Ed Sheeran: Disabled fans faced ticket 'discrimination'
A Pembrokeshire woman with cerebral palsy has launched a campaign to get better access to live music for disabled fans.
Jessica Hatchett said disabled fans faced "discrimination" after finding it impossible to get Ed Sheeran tickets for his Cardiff concert next year.
Other disabled fans said they also struggled to get through to the Ticketmaster phone line.
Ticketmaster apologised and said it saw "unprecedented" demand for his concert.
While people were able to buy a ticket online, the same service was not available for accessible tickets.
It meant disabled fans spent "hours" on hold but were unable to get a ticket for Sheeran's Divide tour at the Principality Stadium.
Ms Hatchett said: "When you have just one number you can dial and no other options, you can't go online and book, that is your only way of trying.
"You keep trying, keep trying and keep trying and it gets frustrating because I had relatives who could go online and book tickets in 20 minutes or so whereas there were people waiting seven hours and getting absolutely nowhere."
She said the campaign aimed to improve the provision for disabled people who love music.
"If you want to go to a big venue that has capacity of 60,000 fans the number of spaces for a wheelchair user will not be anywhere near that size, it will be substantially smaller," she added.
Kayley Richards, of Bridgend, has also been trying to buy her 15-year-old brother Geraint tickets for the gig.
Her brother Geraint was brain damaged after a near-fatal asthma attack in 2014 and he was left unable to communicate properly.
After repeated attempts on the phone and her calls being cut off, Ms Richards finally got through and managed to buy Geraint a ticket.
"Now that Geraint has a disability, we can see how difficult it is for disabled people to get tickets to see their favourite singers," she said.

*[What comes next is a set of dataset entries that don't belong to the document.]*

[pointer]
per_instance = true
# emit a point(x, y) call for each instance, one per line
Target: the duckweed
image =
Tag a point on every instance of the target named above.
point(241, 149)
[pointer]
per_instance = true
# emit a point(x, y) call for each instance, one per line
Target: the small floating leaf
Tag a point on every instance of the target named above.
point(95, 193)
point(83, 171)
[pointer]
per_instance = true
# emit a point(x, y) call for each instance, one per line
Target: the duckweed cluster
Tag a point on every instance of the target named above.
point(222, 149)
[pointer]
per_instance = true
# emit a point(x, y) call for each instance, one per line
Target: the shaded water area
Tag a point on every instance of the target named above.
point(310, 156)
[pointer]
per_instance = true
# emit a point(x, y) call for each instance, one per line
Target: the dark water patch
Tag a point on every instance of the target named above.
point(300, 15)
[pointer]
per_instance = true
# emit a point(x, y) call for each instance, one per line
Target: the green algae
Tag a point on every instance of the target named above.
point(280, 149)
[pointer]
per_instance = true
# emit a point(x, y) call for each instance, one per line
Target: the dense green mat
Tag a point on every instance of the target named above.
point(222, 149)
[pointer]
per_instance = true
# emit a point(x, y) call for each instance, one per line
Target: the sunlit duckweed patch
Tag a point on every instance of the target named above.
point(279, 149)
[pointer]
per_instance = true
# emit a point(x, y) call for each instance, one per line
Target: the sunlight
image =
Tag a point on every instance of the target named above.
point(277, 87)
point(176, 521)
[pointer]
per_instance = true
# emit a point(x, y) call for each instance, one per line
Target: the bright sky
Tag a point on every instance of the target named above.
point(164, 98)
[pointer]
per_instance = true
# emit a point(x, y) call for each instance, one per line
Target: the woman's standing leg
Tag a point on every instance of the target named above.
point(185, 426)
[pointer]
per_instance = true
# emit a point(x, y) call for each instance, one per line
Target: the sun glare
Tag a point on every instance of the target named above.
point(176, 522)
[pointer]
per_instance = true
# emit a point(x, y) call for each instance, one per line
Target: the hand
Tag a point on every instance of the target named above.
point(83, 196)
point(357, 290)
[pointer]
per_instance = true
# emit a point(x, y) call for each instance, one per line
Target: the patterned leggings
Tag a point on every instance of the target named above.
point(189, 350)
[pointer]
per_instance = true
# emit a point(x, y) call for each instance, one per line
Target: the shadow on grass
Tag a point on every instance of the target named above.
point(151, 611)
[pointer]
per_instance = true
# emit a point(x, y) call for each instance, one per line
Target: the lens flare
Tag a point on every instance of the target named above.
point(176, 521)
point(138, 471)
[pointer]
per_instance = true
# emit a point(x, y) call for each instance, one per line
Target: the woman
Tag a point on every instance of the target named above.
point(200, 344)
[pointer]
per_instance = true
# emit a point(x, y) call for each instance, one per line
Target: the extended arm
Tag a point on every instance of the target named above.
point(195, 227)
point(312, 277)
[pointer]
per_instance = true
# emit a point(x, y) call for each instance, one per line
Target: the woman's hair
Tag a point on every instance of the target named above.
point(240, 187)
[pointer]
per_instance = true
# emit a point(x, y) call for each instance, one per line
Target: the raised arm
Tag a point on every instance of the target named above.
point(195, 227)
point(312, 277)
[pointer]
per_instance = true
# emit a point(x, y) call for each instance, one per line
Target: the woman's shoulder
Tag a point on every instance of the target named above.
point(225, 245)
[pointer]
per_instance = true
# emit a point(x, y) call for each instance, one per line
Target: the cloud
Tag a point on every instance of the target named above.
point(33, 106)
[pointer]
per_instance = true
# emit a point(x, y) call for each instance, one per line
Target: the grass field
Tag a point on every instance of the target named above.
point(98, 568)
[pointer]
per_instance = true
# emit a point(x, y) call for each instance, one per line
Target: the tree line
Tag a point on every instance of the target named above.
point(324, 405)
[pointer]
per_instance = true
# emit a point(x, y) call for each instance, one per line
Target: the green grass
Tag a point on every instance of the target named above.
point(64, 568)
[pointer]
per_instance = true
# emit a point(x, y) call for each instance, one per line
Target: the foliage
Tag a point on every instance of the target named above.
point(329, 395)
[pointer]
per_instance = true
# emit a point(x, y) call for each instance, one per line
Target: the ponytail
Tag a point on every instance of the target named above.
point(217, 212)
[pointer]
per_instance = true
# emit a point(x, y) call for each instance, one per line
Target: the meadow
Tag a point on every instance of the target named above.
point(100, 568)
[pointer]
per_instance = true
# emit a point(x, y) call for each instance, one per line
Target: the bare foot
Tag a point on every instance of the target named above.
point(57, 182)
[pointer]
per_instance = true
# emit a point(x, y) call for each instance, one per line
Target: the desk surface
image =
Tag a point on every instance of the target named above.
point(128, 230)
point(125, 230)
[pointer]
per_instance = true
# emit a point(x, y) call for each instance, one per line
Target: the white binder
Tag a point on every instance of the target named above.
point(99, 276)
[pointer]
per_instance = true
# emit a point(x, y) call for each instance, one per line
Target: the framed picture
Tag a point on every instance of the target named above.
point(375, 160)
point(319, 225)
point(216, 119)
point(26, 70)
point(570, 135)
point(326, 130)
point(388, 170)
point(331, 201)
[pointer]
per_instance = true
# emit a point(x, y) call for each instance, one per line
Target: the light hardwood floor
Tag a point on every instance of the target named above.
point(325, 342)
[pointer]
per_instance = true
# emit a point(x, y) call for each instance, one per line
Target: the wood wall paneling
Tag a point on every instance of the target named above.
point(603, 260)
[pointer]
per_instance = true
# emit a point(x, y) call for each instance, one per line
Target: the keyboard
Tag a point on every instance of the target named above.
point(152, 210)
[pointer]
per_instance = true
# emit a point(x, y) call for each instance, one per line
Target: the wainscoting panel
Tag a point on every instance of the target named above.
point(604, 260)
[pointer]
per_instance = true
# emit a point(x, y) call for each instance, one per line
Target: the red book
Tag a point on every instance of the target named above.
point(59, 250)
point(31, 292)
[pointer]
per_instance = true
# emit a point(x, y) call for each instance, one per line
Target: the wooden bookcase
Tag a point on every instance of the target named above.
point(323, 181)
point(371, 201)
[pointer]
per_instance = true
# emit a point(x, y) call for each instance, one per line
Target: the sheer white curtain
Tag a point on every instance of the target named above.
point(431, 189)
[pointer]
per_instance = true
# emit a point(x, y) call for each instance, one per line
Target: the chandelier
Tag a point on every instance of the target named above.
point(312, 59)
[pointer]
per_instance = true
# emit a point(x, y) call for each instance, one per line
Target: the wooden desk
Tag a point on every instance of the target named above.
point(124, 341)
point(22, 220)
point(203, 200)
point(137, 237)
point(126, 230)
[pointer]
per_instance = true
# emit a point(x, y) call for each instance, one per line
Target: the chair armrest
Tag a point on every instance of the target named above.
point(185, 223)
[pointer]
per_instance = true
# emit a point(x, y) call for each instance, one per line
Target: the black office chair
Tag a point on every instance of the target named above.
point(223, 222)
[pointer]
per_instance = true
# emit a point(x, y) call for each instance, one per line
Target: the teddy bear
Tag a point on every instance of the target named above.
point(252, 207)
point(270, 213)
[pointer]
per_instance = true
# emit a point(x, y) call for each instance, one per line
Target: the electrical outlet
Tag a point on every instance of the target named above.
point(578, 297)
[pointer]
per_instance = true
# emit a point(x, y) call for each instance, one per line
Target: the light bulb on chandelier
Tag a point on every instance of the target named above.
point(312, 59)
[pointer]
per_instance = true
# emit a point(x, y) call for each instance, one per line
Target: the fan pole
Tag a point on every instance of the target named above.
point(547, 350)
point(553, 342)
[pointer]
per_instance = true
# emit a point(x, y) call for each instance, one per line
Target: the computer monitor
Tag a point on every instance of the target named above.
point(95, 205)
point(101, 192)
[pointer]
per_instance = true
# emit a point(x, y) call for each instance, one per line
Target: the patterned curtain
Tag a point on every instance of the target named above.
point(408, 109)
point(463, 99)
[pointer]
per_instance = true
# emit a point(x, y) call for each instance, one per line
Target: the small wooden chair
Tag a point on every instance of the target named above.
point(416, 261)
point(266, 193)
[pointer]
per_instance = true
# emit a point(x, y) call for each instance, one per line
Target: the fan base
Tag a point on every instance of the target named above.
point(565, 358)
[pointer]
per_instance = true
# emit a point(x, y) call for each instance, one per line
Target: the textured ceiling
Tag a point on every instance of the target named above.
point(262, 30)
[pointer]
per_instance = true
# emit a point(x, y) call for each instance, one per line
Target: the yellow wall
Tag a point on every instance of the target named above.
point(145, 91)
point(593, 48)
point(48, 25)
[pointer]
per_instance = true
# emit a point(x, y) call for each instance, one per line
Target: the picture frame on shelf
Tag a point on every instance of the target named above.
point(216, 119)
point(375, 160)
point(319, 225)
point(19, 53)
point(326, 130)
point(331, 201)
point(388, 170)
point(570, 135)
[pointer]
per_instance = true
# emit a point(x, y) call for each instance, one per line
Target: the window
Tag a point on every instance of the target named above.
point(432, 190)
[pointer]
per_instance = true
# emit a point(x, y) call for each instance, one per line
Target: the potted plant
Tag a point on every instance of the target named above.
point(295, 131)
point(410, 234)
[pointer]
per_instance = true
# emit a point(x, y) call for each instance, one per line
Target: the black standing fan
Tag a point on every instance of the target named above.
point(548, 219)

"I tried every way possible to get him a ticket but discrimination is in the way once again. The system that is in place is shocking and needs to be changed.
"Why should his rights be different to everybody else just because he is disabled?"
A Ticketmaster spokeswoman said: "We're very sorry to any fans that had issues getting through on our accessible bookings line for Ed Sheeran's Divide tour.
"Our team speaks to each customer personally to identify their particular requirements and we pride ourselves on the service we provide fans.
"We are very disappointed that some felt let down in this instance, but we saw unprecedented demand for Ed who broke all records in Ticketmaster UK's history.
"A huge number of the general public also called the accessibility line, resulting in extra delays."